Griffith's Valuation records William Macoun as the occupier of a house, office, yard and small garden valued at £40, with the land leased from Lord Lurgan. The Valuation Revisions of 1870 to 1894 record no change to occupier or valuation, although by this period Macoun also sublets several other properties on the street. A nearby interpretation panel confirms that the house was the home of William Macoun, who, with his brother James Macoun, founded the linen factory that became the Lurgan Weaving Company Limited. The Macouns were associated with the weaving of high-quality cambric handkerchiefs and linen for shirting. The Belfast and Ulster Directory of 1877 refers to the power loom factory of Messrs James Macoun & Co.
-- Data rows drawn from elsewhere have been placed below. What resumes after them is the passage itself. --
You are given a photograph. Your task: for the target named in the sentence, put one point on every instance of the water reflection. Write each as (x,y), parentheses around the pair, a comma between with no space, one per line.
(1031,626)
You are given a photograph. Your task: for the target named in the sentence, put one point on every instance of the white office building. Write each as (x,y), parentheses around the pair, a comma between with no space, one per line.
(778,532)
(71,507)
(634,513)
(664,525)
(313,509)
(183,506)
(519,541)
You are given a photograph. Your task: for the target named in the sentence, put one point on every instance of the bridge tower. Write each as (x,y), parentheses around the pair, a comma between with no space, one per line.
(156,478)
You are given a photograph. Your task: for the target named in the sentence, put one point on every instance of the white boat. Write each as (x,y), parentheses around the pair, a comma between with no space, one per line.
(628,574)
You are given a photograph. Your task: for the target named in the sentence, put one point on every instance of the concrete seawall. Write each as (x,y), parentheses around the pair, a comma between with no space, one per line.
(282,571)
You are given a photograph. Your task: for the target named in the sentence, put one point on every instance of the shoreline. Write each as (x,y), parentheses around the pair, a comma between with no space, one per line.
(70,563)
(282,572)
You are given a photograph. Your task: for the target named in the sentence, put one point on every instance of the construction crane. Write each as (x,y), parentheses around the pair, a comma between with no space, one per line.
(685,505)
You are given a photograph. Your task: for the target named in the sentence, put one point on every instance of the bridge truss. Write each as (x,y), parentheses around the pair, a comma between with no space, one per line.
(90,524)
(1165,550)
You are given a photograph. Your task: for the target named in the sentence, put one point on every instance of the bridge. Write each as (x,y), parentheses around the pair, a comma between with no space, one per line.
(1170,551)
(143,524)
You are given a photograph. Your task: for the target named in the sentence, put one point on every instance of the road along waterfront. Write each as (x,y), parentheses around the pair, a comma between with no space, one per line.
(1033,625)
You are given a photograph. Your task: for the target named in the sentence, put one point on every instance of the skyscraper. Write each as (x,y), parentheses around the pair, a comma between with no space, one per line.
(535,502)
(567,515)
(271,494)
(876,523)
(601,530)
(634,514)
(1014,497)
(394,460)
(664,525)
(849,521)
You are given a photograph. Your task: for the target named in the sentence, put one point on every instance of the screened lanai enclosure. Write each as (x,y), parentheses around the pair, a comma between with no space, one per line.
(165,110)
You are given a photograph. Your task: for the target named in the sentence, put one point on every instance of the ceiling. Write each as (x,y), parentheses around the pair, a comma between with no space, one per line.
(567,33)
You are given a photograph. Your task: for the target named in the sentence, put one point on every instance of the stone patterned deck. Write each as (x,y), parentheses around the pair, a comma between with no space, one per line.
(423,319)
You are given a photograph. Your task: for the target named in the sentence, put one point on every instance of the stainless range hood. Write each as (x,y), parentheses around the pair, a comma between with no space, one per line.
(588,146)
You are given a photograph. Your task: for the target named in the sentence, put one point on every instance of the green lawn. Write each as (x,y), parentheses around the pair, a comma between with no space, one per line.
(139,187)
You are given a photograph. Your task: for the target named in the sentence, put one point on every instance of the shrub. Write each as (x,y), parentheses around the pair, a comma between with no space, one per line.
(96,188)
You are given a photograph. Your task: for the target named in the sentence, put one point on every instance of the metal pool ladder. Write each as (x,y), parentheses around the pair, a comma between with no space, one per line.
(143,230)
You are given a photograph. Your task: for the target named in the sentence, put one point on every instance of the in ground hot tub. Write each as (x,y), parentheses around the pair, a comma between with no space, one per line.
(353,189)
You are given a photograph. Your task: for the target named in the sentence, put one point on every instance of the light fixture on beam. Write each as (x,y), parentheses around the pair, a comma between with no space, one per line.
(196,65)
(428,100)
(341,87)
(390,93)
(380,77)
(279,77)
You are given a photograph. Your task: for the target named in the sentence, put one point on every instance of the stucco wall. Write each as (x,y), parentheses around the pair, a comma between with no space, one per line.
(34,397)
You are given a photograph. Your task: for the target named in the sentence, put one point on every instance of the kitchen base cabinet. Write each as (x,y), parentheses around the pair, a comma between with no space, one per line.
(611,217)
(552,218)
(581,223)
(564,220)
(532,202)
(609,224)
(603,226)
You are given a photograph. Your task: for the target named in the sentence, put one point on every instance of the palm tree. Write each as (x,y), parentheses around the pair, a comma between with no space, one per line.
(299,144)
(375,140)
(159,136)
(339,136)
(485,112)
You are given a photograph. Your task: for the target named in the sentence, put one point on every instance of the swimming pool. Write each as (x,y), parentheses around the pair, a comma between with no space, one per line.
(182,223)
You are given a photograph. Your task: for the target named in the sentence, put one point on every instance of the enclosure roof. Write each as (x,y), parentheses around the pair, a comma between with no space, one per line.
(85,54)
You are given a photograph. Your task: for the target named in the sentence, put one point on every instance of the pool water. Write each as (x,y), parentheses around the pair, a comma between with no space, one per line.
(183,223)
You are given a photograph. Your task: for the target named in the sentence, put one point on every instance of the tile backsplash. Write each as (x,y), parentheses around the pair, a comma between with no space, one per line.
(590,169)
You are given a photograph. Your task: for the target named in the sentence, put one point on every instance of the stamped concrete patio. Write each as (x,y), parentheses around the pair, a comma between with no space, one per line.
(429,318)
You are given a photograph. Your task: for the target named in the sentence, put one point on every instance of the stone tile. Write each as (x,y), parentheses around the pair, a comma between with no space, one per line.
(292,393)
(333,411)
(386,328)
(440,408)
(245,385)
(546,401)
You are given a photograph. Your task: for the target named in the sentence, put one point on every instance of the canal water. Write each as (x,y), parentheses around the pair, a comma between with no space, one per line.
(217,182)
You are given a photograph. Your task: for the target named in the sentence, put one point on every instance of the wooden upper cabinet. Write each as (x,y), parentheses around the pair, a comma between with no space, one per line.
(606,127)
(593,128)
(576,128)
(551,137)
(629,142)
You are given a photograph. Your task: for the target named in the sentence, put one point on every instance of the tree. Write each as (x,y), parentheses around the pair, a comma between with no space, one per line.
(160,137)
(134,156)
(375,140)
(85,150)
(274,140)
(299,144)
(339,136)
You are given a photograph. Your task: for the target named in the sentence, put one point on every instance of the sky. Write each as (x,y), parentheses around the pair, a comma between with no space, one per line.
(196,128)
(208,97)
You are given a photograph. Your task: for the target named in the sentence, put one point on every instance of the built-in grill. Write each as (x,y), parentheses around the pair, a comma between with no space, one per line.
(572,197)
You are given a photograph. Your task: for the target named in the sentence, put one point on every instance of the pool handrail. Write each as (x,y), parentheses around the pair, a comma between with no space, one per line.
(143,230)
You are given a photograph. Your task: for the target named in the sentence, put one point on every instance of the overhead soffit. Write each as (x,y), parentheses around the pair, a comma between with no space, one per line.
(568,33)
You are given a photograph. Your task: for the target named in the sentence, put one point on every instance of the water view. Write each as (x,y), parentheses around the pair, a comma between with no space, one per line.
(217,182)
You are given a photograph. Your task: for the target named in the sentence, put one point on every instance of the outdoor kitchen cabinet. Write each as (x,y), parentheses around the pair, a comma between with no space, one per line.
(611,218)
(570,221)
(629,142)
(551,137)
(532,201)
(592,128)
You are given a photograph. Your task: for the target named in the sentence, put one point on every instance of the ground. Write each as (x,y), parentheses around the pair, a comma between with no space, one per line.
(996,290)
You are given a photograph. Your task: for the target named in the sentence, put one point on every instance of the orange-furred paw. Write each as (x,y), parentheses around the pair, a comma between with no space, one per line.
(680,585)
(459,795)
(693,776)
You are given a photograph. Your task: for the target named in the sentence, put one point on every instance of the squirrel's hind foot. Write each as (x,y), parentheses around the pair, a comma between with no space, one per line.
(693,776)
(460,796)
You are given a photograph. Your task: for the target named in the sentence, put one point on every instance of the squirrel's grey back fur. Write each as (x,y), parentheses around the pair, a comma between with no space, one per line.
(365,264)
The 1901 edition describes Lurgan as the "cradle of the Irish cambric industry", reflecting the town's deep economic embeddedness in textile production and finishing. The Macoun name is believed to be a derivative of McGeown; the Macoun pedigree in Ulster is known to have been Scottish Presbyterian, from Linlithgow, having settled in Magheralin in the mid-17th century.

Historical links that might account for the presence of a Star of David on the building have not been established. It is noted, however, that the Lurgan Hebrew Congregation was established for a period from around 1906 until the 1920s at 49 North Street, founded by Joseph Herbert (formerly Herzberg), who ran his home-furnishings business from 16–18 North Street. No connection with No. 38 has been found.

The building has served as the local clubhouse of the Irish National Foresters Benefit Society since the foundation of the Lurgan branch in 1892. The INF was established in 1877 as an Irish "friendly" or benefit society — a mutual organisation providing insurance, savings and co-operative banking of the kind widespread before the development of high-street banking and the welfare state. It broke away from the Ancient Order of Foresters following political disagreements, and was at one time the largest friendly society in Ireland, nationalist in political outlook, with over 250,000 members in more than 1,000 branches worldwide before its decline in the wake of the formation of the Irish Free State and the expansion of social welfare provision.